By Jason Elmquist
One would have to go back quite a few years to find a time that the Big 12 Conference didn’t have its fair share of marquee quarterbacks.
But this year, with only two quarterbacks making an appearance at the Big 12 Conference Football Media Days in Dallas — and only one of those two having played in the league — it’s apparent the conference is short of its usual big names under center.
“It’s very surprising to see a down year, but when you have guys like Geno Smith, Colin Klein and just a number of guys, it’s hard to replace players like that,” Kansas State wide receiver Tyler Lockett said. “Coming into this year, when you look at the quarterback position — a player who touches the ball every single play — you have to have somebody in there you can trust.”
So short of quarterbacks is the conference this year that Texas quarterback David Ash, who has been inconsistent the past few years, is considered the veteran quarterback in the league. He is expected to follow the lineage of Vince Young and Colt McCoy.
“We’re a quarterback-driven league, and if you just look at the last 10 years, this league has been known for the best quarterbacks in the country and the best passers and the best offenses,” Texas coach Mack Brown said. “So the fact that we’ve struggled at quarterback for two years on and off is a true fact that we’ve struggled as a team some because he touches it every time. He and the center are the only two guys that touch it every time — and the center gets rid of it fast.
“So when you think about the importance of that player at all levels of our game, it is really, really key, and that’s why we’re so excited to have David with experience, with maturity, with confidence not only in himself but in his team.”

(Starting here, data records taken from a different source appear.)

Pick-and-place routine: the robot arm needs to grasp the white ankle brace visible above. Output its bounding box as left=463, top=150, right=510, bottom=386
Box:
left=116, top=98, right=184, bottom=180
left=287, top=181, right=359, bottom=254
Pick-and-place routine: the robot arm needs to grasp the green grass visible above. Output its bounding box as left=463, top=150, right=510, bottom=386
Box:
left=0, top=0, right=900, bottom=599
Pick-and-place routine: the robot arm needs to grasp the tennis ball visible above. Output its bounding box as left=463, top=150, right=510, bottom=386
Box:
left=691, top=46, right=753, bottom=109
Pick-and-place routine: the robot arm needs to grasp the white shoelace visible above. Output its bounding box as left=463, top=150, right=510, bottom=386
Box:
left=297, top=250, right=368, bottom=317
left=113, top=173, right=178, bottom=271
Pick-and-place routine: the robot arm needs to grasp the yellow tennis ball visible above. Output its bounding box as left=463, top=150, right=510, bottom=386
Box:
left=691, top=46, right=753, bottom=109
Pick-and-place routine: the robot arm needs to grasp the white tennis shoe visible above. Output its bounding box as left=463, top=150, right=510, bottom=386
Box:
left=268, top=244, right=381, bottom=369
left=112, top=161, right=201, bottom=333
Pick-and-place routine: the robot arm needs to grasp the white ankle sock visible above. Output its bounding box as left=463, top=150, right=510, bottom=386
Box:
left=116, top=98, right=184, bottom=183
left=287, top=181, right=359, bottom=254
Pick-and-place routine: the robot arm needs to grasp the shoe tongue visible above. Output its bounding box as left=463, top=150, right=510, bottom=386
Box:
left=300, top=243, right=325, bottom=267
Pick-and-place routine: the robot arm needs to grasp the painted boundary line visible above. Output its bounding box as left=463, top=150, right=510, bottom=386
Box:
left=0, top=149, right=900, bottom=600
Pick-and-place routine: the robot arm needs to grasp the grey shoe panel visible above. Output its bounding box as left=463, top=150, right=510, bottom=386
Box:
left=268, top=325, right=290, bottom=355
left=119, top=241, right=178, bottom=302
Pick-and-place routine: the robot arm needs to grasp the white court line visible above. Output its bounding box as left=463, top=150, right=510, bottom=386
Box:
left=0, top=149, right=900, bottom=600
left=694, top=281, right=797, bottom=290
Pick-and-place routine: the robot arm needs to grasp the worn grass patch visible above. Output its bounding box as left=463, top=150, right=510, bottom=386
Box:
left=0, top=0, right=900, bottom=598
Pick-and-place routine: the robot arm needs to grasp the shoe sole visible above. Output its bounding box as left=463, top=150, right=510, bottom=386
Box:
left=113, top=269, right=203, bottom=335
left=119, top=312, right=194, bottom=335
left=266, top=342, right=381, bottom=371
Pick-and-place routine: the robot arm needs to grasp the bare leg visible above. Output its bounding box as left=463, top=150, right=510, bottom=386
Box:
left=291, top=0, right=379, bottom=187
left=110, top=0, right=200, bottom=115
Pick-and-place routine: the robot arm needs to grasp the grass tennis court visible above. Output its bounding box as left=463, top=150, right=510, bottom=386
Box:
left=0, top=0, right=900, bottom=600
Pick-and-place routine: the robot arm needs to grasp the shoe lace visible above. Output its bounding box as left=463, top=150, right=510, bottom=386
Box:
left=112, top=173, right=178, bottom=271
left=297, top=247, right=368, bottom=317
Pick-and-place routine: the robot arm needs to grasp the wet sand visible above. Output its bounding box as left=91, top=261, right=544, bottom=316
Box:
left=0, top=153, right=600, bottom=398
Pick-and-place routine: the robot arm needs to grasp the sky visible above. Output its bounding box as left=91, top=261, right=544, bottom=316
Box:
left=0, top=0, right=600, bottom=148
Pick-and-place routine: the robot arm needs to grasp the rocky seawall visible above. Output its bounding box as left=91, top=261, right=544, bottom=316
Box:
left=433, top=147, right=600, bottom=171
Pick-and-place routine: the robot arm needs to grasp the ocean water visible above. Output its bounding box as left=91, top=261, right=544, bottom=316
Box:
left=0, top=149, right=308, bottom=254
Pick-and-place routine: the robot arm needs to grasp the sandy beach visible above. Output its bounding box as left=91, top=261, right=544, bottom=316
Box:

Oklahoma has been one of the teams in the conference that has helped the Big 12’s reputation as a quarterback league over the years. With names like Sam Bradford and Landry Jones the past six years, the Sooners now don’t have the certainty at the position of who will be next in line.
Speculation had been that backup quarterback Blake Bell — used as a running quarterback a year ago — would fill that hole under center. But OU coach Bob Stoops halted any belief that Bell is the shoe-in for starter.
“We’ve got a number of guys in there in competition with him that are doing really well, Kendal Thompson and Trevor Knight to go along with Blake Bell,” Stoops said. “We’ve never been real excited about naming a guy too early. So they’re working hard as well.”
That’s how most of the coaches were during the media days, with Kansas being the only other team along with Texas to bring a quarterback — Brigham Young University transfer Jake Heaps, who had to sit out last year but did play at places like Texas and TCU while with BYU.
Heaps and Ash will be expected to lead the new generation of elite quarterbacks in the Big 12 after the loss of OU’s Jones, Kansas State’s Klein and West Virginia’s Smith.
“The quarterback play in the Big 12 last year was phenomenal, and it’s always going to be phenomenal. It’s just going to be with newer people,” said West Virginia coach Dana Holgorsen.
While there are no marquee names heading into the season, the style of offenses in the league means it could produce one of those quarterbacks throughout the season. That could even come from Oklahoma State itself with the return of two quarterbacks — Clint Chelf and J.W. Walsh — who each threw for more than 1,000 yards last year.
“It’s a good feeling to know that no matter who’s going to be our quarterback, we know they are going to be good,” OSU wide receiver Josh Stewart said. “They are both productive quarterbacks, both are hard-working. It’s a great feeling for us as teammates to know that quarterback is actually the least of our worries right now because we have two talented quarterbacks.”